I agree that the mainstream idea that napping next to babies will ruin them for life, etc. is bull, but I have to say I disagree with the blanket statement that solo-sleeping children are slower to develop self-confidence. Do you have a source? I think we should avoid essentializing kids based on parenting decisions, no matter where we fall on the AP spectrum. I don't bedshare--not because I disapprove or think it's dangerous, but because I am a very restless sleeper with a strong need for my own space at night--I can't even sleep if my husband has his arm around me, and I know I wouldn't be rested enough to parent effectively if she were in our bed. My 7-month-old sleeps in a crib in our room and is extremely laid back and outgoing.

OP, I have wondered the same thing as you sometimes. Our DD is 7 months and has a very similar sleeping pattern, also with the unpredictable wake times and my anxious personality that results in insomnia for me. She is in a crib in our room, and for now, I feel that works for us. She also naps okay in the crib (I WISH she would nap better in bed with me--I'd love the cuddles--but now that she's not a newborn she gets so wired and distracted she doesn't often fall asleep when I'm right there--too busy playing with my hair, etc.).

If you are wary of bringing him into your bed, maybe over the next few weeks things will even out a bit and become more predictable--I have just noticed over the last couple weeks that her wake times are getting more consistent. But honestly, it sounds to me like you really would like to have him sleep with you. If that's what your gut and heart are doing, I'd go for it. If it doesn't work out, you can transition him back to the crib, as someone else suggested.

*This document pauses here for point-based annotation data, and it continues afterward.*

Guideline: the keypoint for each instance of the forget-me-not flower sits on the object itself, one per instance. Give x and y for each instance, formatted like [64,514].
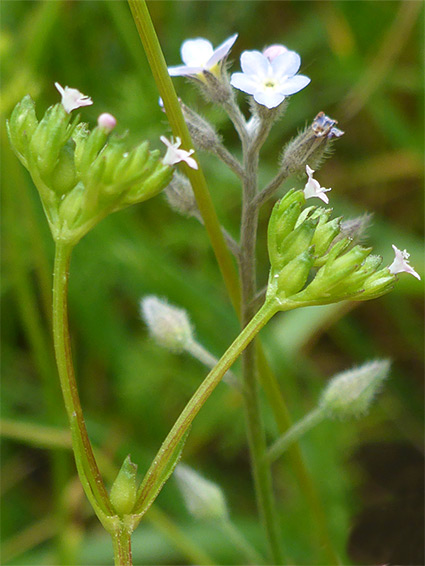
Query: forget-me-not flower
[269,79]
[313,189]
[175,155]
[199,55]
[73,98]
[401,263]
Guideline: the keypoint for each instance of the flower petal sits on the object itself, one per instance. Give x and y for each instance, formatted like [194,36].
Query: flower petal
[254,63]
[294,84]
[269,98]
[244,82]
[221,51]
[196,52]
[286,64]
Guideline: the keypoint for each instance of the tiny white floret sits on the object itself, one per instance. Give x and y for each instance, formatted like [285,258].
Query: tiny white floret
[401,263]
[269,80]
[313,189]
[199,55]
[175,155]
[73,98]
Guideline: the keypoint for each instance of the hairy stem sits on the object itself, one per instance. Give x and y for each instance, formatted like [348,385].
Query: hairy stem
[84,457]
[255,427]
[121,542]
[174,113]
[195,404]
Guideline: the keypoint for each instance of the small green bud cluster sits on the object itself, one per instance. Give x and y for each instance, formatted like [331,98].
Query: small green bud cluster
[313,263]
[169,326]
[204,499]
[311,146]
[124,489]
[350,393]
[80,174]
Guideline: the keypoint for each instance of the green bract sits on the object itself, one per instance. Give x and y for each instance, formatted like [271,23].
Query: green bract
[311,264]
[81,176]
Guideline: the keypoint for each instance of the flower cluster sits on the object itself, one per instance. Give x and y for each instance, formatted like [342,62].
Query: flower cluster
[313,264]
[84,175]
[269,77]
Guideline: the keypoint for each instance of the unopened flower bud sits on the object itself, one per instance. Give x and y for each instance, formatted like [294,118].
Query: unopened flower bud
[21,127]
[292,277]
[64,176]
[124,489]
[298,241]
[51,134]
[350,394]
[355,228]
[106,121]
[168,325]
[311,146]
[180,196]
[204,499]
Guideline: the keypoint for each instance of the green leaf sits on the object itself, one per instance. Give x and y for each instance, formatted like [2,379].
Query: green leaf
[159,472]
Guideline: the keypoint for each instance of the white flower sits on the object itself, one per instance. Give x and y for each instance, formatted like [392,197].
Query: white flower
[73,98]
[270,81]
[401,263]
[198,55]
[273,51]
[312,187]
[175,155]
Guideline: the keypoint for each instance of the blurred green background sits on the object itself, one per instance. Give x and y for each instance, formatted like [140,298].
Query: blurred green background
[365,62]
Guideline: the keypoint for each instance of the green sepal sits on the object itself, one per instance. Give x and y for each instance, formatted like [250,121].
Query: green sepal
[124,489]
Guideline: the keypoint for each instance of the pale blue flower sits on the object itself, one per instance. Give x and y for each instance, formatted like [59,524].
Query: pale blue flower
[401,263]
[72,98]
[199,55]
[269,81]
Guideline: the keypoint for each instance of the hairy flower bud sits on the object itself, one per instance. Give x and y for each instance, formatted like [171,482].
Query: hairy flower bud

> Originally Posted by *EchoSoul*
> 
> Don't believe that bull. Co-slept babies make self-confident children more quickly than sole-sleepers. Do what feels right and good.


----------



## sahmof2girls (Feb 9, 2005)

Quote:


> Originally Posted by *Phycologia*
> 
> BTW "mainstream" boards about teaching your baby to sleep are really warning me against napping with him or he'll never nap by himself. He doesn't really nap by himself now, though! Am I creating a really bad precedent? Even if I am, I don't care that much because I love it.


Hogwash I say!!!!!!







I napped with all 3 of my kids, and occasionally with my ds still. When kids need sleep they will sleep. just sayin'


----------